The Berlage

Session Room K

Glass Visions in German Architecture

Iain Boyd Whyte

Glass was a central theme in German architectural discourse in the early twentieth century, variously used as a metaphor for renewal, purity, community, primeval authenticity, and high-technology.  It stood for both the Gothic past and the machine-made future.  This lecture will follow and explicate these arguments within the broader context of the social and political history of late Wilhelmine and early Weimar Germany.  It will focus on the work of the architect Bruno Taut and his associates over the traumatic decade 1910-1920, and conclude by discussing the lasting impact of the glass fantasists on the emerging modernist design of the 1920s, typified by the pioneering glass towers of Ludwig Mies van der Rohe.

Iain Boyd Whyte is Professor of Architectural History at the University of Edinburgh.  He has written extensively on architectural modernism in Germany, Austria and the Netherlands, and on post-1945 urbanism.  His books include Bruno Taut and the Architecture of Activism (Cambridge: Cambridge University Press, 1982; paperback 2010); The Crystal Chain Letters: Architectural Fantasies by Bruno Taut and his Circle (Cambridge, Mass., MIT Press, 1985); Hendrik Petrus Berlage on Style 1886-1909 (Santa Monica: Getty Center for the History of Art and the Humanities, 1996); and Modernity and the Spirit of the City (London: Routledge, 2003). Among his more recent publications are The Man-Made Future: Planning, Education, and Design in Mid-20th Century Britain (London: Routledge, 2006); Beyond the Finite: The Sublime in Art and Science (New York: Oxford University Press, 2011, co-edited with Roald Hoffmann, Professor Emeritus of Humane Letters at Cornell University and Nobel Prize laureate for Chemistry in 1981); and Metropolis Berlin: 1880-1940 (Berkeley: University of California Press, 2012). 

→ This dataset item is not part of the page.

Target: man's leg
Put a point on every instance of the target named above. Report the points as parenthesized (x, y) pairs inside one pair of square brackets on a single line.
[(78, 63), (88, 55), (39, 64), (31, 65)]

Beyond architecture, he has written on aesthetics, twentieth-century German art, and Anglo-German literary relations.  Active over many years as a translator, he launched the e-journal Art in Translation (London: Routledge) in 2009.  A former fellow of the Alexander von Humboldt-Stiftung and a Getty Scholar, he was co-curator of the Council of Europe exhibition Art and Power, shown in London, Barcelona and Berlin in 1996/97. He has served as a Trustee of the National Galleries of Scotland, is a Fellow of the Royal Society of Edinburgh, and a former chair of RIHA, the International Association of Research Institutes in the History of Art.  In 2015-2016 he was Samuel H. Kress Professor at the Centre for Advanced Study in the Visual Arts, National Gallery of Art, Washington, DC.